Security expert Eric Cole discusses Target's gigantic data breach, a company's need for a CIO and CSO, and what CSOs wish CIOs understood about security.
By Jack Rosenberger
In the wake of the news that Target's profit fell more than 40 percent during the fourth quarter of 2013, due in large part to a data breach that affected up to 110 million customers, CIO Insight interviewed Eric Cole, a SANS Institute Faculty Fellow and the head of SANS's Cyber Defense Foundations program, about the Target breach, how the retailer's lack of a chief security officer (CSO) might have affected the incident's outcome, the complicated relationship between CIOs and CSOs, and upcoming cybersecurity trends.
A lot of people were surprised when Beth M. Jacob, Target's CIO, resigned last week, following the fallout from the retailer's massive data breach. What are your thoughts about these events?
Eric Cole: When a major event like this occurs, someone needs to be held responsible for the negligence. Therefore, it is not surprising that someone was blamed for the breach. What was surprising, however, is that security was a responsibility of the CIO. The fact that a large organization did not have a separate CSO, who is a peer with the CIO, is most concerning about this story.
Clearly, many things went wrong during the Target breach and whoever had the responsibility of security needs to be held accountable. However, it was not fair that the executives structured the company in the way they did. Running the IT infrastructure, which is typically a role of the CIO, and protecting the information, which is typically a role of the CSO, are two different roles. It is unfair to have one person expected to do both effectively.
What should Target have done to prevent the data breach or mitigate its impact, but didn't?
First and foremost, organizations of any size, especially one the size of Target, need to have an executive that is responsible for security. With the large interdependence that organizations have on a digital infrastructure, security needs to have a seat at the table in the boardroom. If security gets buried under IT, whose primary responsibility is running a reliable infrastructure, bad decisions will be made and breaches will happen.
Second, there should have been a more keen focus on both the infrastructure and device security. From an infrastructure perspective, better segmenting with proper boundary defense would have reduced the impact of one system having full visibility into the entire network. From a device security perspective, organizations need to perform asset inventory, configuration management and strict change control. Organizations cannot protect what they do not know. If the organization had more carefully tracked and secured the devices on its network, it could have better managed the impact of the breach.
What's your opinion of Target's cryptology practices?
The golden rule of cryptography is “the secrecy of the information is based on the secrecy of the key, not the secrecy of the algorithm.” Key management is the core to success in using cryptography. In the case of Target, plain text, unencrypted information was stolen.
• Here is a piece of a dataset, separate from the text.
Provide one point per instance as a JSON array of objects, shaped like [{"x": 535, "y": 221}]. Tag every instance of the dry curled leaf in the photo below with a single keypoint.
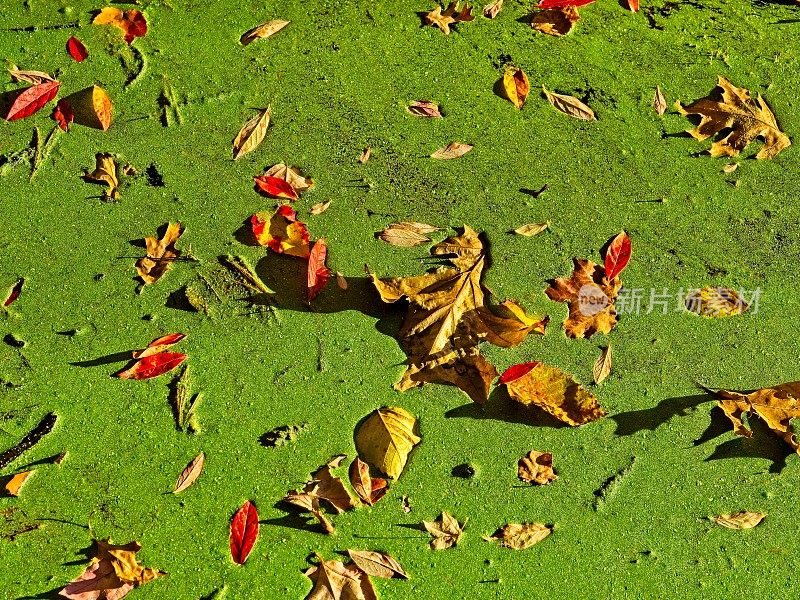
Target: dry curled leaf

Therefore, if the information is not encrypted and protected at all times, an organization is only as secure as the weakest link. If you do not encrypt the information, cryptography cannot do its job.
In order to ensure success with cryptography, organizations must follow three core components of the cryptographic lifecycle: 1) protecting the information at rest, 2) protecting the information in transit, and 3) protecting and managing the keys. There is no partial credit with security. If an organization does not all do all three, cryptography will not work correctly.
Target had a CIO, but not a CSO. How might the lack of a CSO have contributed to Target's data breach?
Not having a CSO today is like a football team not having a quarterback. You can have the best playbook in the world, but if you do not have someone on the field calling the plays, you are not going to win many games. In order for organizations to be successful, they must have a reliable infrastructure and proper protection of information. If an organization only has a CIO and not a CSO, no one is focusing in on security, which means bad things will happen. Lack of a CSO means a lack of security.
It is almost a guarantee that Target had an amazing security team, and they were screaming and yelling about all of the security issues, but there was no advocate who was listening to them and fighting for their cause with the executives. There needs to be a communication path from the engineers to the CEO, and the CSO is that channel. Without a CSO, the proper security communication does not make it to the executives. Therefore, if the Target executives had received the proper information about security, my guess is they would have made different decisions and this story would potentially have a happy ending.